One current use case is incident response for internal teams at GitHub. When incidents come in, those teams use agentic workflows backed by Repo Mind Light to mine repositories for related issues, likely contacts, code references, and historical discussions that can help them get started faster.
That feedback has been especially useful because it highlights what they actually value:
- related issues that reveal prior investigation and adjacent failures
- code references that anchor the problem in the current implementation
- old issue comments and discussion threads that contain tribal knowledge that ordinary search often misses
That last category is particularly important. Large repositories accumulate a lot of operational memory in places that are technically searchable but practically hard to find at the right moment. Repo Mind Light is useful when it brings that hidden repository memory forward early enough to shape the response.
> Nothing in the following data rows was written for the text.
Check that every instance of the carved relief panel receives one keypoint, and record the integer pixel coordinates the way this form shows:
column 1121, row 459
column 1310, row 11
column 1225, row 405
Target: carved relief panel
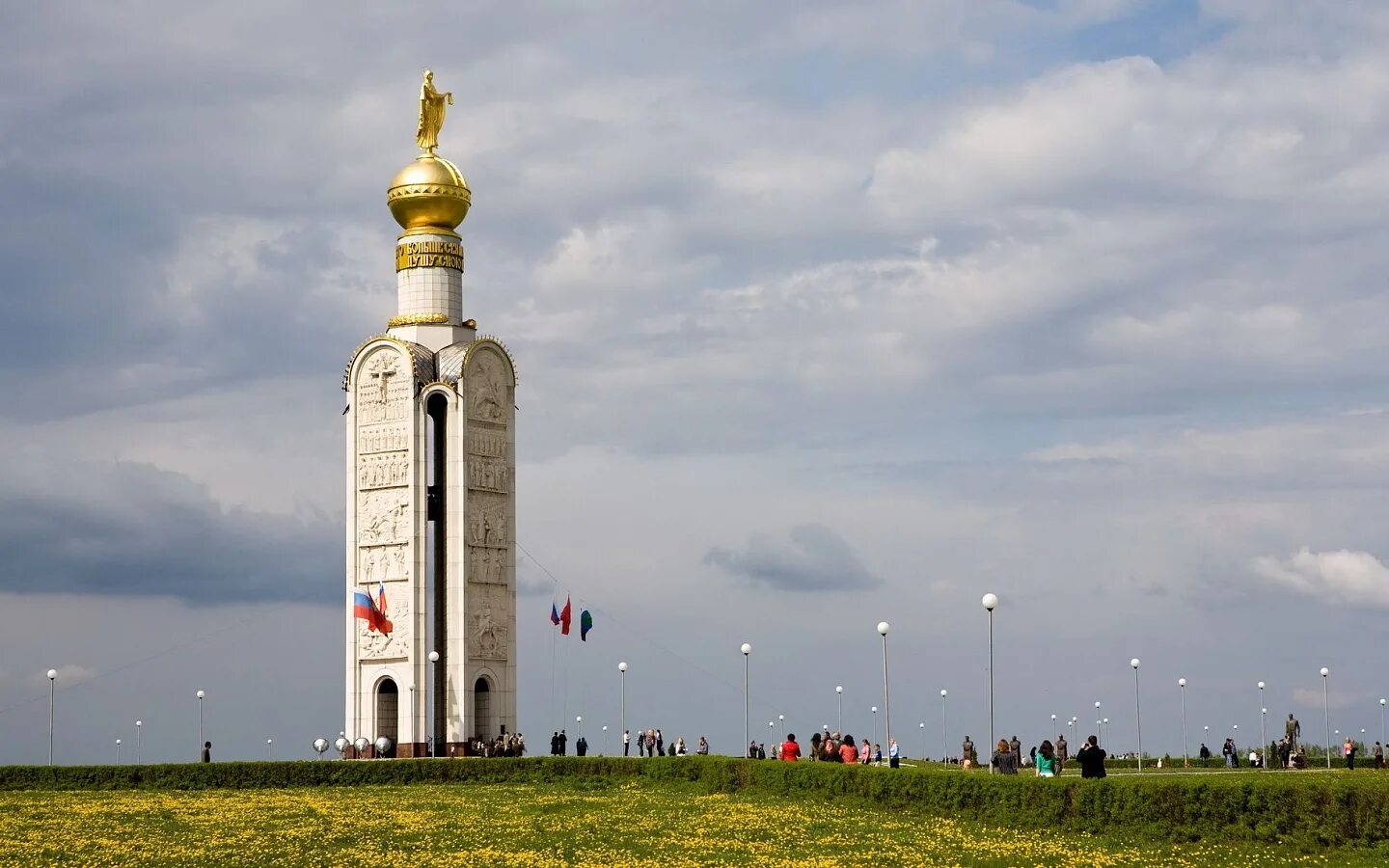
column 489, row 621
column 374, row 644
column 382, row 471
The same underlying capability is valuable for coding agents. Repo Mind showed that better repository context improves consistency and reliability, especially on broader multi-file tasks. Repo Mind Light is meant to preserve that same practical benefit for agents while moving to a simpler architecture that is easier to run inside real workflows.
This is where the shape of the system matters. The retrieval quality is useful, but the real test is whether the system can fit naturally into a live workflow where reliability and workflow fit matter just as much as raw retrieval quality.
Availability - Public Access
Repo Mind Light is available as a public Docker image that you can pull
as ghcr.io/githubnext/repo-mind-light.
The public package page is
github.com/orgs/githubnext/packages/container/package/repo-mind-light.
Public documentation lives at
githubnext.com/projects/repo-mind-light/.
That image is the main public way to use the system today.
The source repository remains private because the current GraphRAG Zero implementation is proprietary. The public Docker image exposes the practical interface to Repo Mind Light without exposing that source.